BAT_Heme is an extension of BAT.py v2.2 designed to support binding free-energy (BFE) calculations for heme-containing enzymes, such as nitric oxide synthases (NOS) and cytochrome P450 proteins.

This repository modifies the original BAT workflow to treat the heme cofactor as an integral part of the protein, including explicit covalent coordination between the heme Fe atom and a coordinating cysteine residue (CYP).

The code has been primarily tested using AMBER + SDR (separated decoupling restraints) workflows.

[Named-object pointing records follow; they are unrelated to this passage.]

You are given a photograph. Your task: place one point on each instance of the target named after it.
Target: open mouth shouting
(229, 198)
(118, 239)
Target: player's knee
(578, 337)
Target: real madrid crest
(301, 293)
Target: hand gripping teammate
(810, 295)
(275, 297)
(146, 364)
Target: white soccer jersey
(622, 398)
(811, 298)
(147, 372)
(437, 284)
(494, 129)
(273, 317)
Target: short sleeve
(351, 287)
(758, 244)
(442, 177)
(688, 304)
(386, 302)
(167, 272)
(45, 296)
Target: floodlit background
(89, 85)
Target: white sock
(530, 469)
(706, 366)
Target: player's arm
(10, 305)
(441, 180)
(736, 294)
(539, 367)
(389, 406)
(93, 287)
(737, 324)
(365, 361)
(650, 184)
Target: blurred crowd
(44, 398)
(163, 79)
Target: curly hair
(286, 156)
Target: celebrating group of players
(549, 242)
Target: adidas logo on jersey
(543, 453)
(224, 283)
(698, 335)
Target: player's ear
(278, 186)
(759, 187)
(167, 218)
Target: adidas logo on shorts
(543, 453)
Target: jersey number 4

Key Modifications Relative to BAT.py 2.2

The main changes were implemented in:

BAT_heme.py (main driver script)

lib/build.py (system construction, LEaP logic, restraints, and chain handling)

1. Explicit Heme–Protein Attachment

BAT_Heme introduces explicit handling of Fe–Cys coordination, where:

The coordinating cysteine must be marked as CYP

The Fe–S bond is treated as part of the protein topology, not as a ligand interaction

Distance restraints involving Fe are treated as fixed (non-alchemical) when required

This allows stable simulations of heme enzymes during equilibrium, restraint release, and free-energy stages.

2. Dependencies

Required Software:

pmemd.cuda (AMBER 20 or later)
http://ambermd.org/GetAmber.php

VMD (Visual Molecular Dynamics)
https://www.ks.uiuc.edu/Development/Download/download.cgi?PackageName=VMD

Open Babel 2.4.1
https://github.com/openbabel/openbabel/releases/tag/openbabel-2-4-1

USalign (no installation required; provided witht the code itself)
https://zhanggroup.org/US-align/

AmberTools 20 or later
http://ambermd.org/AmberTools.php

AmberTools25 and pmemd.cuda from AMBER24 were the latest versions tested.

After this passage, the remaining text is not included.